With the above charts in mind, here are some other key takeaways from the 2008 elections that investors in the iShares MSCI Malaysia Index Fund ETF need to consider or at least be aware of:

  • After a 10% drop on the first trading day after 2008 elections, trading on the Bursa Malaysia was halted as the 10% drop triggered the circuit breakers. However and once the election results were fully digested, a relief rally helped investors to recoup most of those losses - only for the Malaysian stock market to sink with other global stock markets in the 2008 financial crisis.
  • Political linked stocks and government linked stocks on the Malaysian stock exchange were impacted the most by the unexpected 2008 election results with political linked stocks being those with direct links to Barisan Nasional while government linked stocks (e.g. Telekom Malaysia, Sime Darby etc.) are those with more indirect links to the government.
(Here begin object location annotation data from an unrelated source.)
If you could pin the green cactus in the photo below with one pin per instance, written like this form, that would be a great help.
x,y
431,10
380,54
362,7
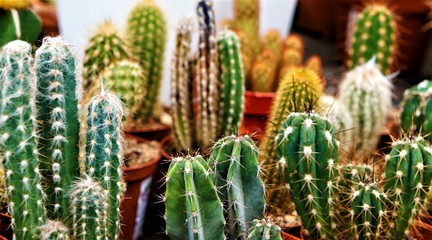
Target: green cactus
x,y
307,153
53,230
366,94
407,179
105,47
146,34
193,209
374,34
57,115
298,91
234,163
416,116
18,139
104,153
264,230
89,206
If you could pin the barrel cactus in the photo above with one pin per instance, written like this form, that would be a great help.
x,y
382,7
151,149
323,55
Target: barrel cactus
x,y
234,163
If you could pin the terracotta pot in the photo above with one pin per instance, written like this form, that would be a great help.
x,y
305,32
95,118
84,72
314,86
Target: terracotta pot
x,y
133,207
256,113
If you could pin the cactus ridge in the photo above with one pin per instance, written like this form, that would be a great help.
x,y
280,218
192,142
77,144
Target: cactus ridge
x,y
18,139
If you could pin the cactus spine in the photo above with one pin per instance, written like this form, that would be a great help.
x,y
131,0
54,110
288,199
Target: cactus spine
x,y
416,107
104,153
407,179
193,209
234,161
146,32
307,153
373,35
57,104
18,139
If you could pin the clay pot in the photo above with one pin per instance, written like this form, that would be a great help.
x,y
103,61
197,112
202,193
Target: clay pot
x,y
133,206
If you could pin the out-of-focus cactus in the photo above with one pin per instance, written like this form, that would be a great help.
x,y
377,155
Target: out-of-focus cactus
x,y
373,34
57,115
366,94
416,116
234,163
18,141
193,209
146,35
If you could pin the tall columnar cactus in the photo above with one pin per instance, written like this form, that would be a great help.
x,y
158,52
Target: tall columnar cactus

However and due to minimum Bumiputera equity ownership requirements for publicly listed companies (Check out the Securities Commission Malaysia's webpage: "Bumiputera Equity Requirements For Public Listed Companies"), it's difficult for any stock listed on the Malaysian stock exchange to not have some kind of ties or links to the government (Click here to view the current holdings of the iShares MSCI Malaysia Index Fund ETF).
  • A recent article in The Star quoted an (unfortunately) unnamed CIMB research report, which apparently had a table showing that since 1982, the Malaysian stock market was up an average of 6.2% three months after a general election and up an average of 16.7% a year after the election with 2008 being an anomaly given the global financial crisis.

Of course, the past is never a sure prediction for the future and investors who are technicians or have a short-term time horizon should also take a closer look at the most recent technical chart for the iShares MSCI Malaysia Index Fund ETF:

The Malaysia ETF and Elections: Some Final Thoughts

Malaysia's elections will mean uncertainty for investors in the iShares MSCI Malaysia Index Fund ETF because neither Barisan Nasional nor the Pakatan Rakyat opposition can be complacent as both need to capture parliamentary seats and states held by the other while defending parliamentary seats and states they already control.

Moreover, Prime Minister Najib Razak and opposition leader Anwar Ibrahim are under intense pressure to deal a knockout blow to each other as another win with a poor performance for Barisan Nasional will make Najib's ability to remain Prime Minister more difficult while at age 65, it's equally hard to see Anwar leading Pakatan Rakyat in another parliamentary election (and no one has yet to emerge with the same kind of clout he has to lead Pakatan Rakyat in future elections).

For those reasons, existing investors in the iShares MSCI Malaysia Index Fund ETF might want to sit tight and read the news coming out of Malaysia while emerging market investors with a stomach for risk could take a wait and see approach and consider getting in after May 5.

Disclosure: I have no positions in any stocks mentioned, and no plans to initiate any positions within the next 72 hours. I wrote this article myself, and it expresses my own opinions. I am not receiving compensation for it (other than from Seeking Alpha). I have no business relationship with any company whose stock is mentioned in this article.